Lord Shortlands' eyes widened. He had read all about motion-picture stars' salaries.
"Good heavens. He must make a fortune."
"Well, he's only a junior partner, but I suppose he does pretty well."
Lord Shortlands gulped emotionally.
"I'd have grabbed him."
"Well, I didn't."
"Don't you like him?"
"Yes, I do. Very much. But I'm not going to marry* him."
"Why not?"
"There's a reason."
"What reason?"
"Oh, just a reason. But don't let's talk about me any more. Let's talk about you—you and your two hundred pounds."
Lord Shortlands would have preferred to continue the probe into his daughter's reasons for being unwilling to marry a rich and good-looking young man, whom she admitted to liking, but it was plain that she considered the subject closed. And he was always ready to talk about his two hundred pounds.
"That still remains the insuperable obstacle. I don't see how I can raise it."
"Have you tried Desborough?"
"I keep starting to pave the way, but he always vanishes like a homing rabbit. The impression he gives me is that he sees it coming."
"Well, he'll be here at any moment to look at that stamp album Clare found. And he can't vanish like a rabbit this time, because he's got lumbago again."
"That's true."
"Tackle him firmly. Don't pave the way. Use shock tactics. Oh, hullo, Desborough."
A small, slight, pince-nezed man in the middle forties, who looked like the second vice-president of something, had entered. He came in slowly, for he was supporting himself with a walking stick, but his manner was eager. When there were stamps about, Desborough Topping always resembled a second vice-president on the verge of discovering some leakage in the monthly accounts.
"Hello, Terry. Say, where's this . . . Ah," he said, sighting the album and becoming lost to all external things.
The eyes of Lord Shortlands and his daughter met in a significant glance. "Do it now," said Terry's. "Quite. Certainly. Oh, rather," said Lord Short-lands'. He advanced to the table and laid a gentle hand on his son-in-law's shoulder.
"Some interesting stamps here, eh?" he said affectionately. "Desborough, old chap, can you lend me two hundred pounds?"
The invalid started, as any man might on rinding so substantial a touch coming out of a blue sky.
"Two hundred pounds?"
"It would be a great convenience."
"Why don't you ask Adela?"
"I did.

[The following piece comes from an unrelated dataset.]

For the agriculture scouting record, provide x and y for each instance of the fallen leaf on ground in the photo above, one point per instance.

But she wouldn't."
Desborough Topping was looking like a stag at bay.
"Well, you know me. I'd give you the shirt off my back."

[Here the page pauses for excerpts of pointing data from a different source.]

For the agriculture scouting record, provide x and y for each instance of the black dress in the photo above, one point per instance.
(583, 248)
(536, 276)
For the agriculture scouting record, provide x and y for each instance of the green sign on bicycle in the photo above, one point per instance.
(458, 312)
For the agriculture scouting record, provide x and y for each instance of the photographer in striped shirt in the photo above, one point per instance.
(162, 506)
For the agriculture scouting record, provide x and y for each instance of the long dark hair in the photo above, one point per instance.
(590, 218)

Lord Shortlands disclaimed any desire for the shirt off his son-in-law's back. What he wanted, he stressed once more, was not haberdashery but two hundred pounds.
"Well, look. Here's the trouble. Adela and I have a joint account."

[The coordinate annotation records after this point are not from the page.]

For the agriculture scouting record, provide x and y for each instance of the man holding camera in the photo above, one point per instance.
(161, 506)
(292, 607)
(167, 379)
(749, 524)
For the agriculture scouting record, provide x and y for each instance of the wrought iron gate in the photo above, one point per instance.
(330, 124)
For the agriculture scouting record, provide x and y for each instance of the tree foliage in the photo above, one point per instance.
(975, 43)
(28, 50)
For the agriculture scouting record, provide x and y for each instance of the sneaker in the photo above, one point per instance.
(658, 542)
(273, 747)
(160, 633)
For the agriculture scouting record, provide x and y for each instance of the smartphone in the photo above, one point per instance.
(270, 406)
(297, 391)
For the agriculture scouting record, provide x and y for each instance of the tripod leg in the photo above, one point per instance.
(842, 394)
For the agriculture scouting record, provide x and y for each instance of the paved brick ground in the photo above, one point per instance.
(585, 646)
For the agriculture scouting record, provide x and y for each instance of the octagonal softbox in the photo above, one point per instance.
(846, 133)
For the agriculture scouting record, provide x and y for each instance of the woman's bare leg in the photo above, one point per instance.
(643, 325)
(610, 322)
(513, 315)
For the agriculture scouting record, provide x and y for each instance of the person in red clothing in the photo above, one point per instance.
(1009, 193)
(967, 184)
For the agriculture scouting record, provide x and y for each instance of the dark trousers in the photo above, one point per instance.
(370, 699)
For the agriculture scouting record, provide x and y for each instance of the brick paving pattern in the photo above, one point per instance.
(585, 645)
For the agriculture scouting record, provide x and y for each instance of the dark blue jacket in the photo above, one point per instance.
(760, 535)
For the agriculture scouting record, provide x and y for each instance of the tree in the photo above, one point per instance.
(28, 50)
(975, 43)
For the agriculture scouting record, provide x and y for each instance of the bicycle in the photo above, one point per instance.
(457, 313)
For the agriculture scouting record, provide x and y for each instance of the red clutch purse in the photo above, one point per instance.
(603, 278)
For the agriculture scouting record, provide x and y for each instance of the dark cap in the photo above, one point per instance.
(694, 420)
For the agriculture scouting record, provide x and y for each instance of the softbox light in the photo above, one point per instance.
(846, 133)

It was the end. A man cannot go on struggling against Fate beyond a certain point. Lord Shortlands turned and walked to the window, where he gave the moat a look compared with which all previous looks had been loving and appreciative.
"This whole matter of joint accounts for married couples—" he was beginning, speaking warmly, for the subject was one on which he held strong views, when his observations were interrupted. The door had opened again, and his eldest daughter was coming in.
Lady Adela Topping, some fifteen years younger than her husband, was tall and handsome and built rather on the lines of Catherine of Russia, whom she resembled also in force of character and that imperiousness of outlook which makes a woman disinclined to stand any nonsense. And that she had recently been confronted with nonsense of some nature was plainly shown in her demeanour now. She was visibly annoyed; so visibly that if Desborough Topping had not become immersed in the stamp album once more and so missed the tilt of her chin and the flash of her eye, he would have curled up in a ball and rolled under the sofa.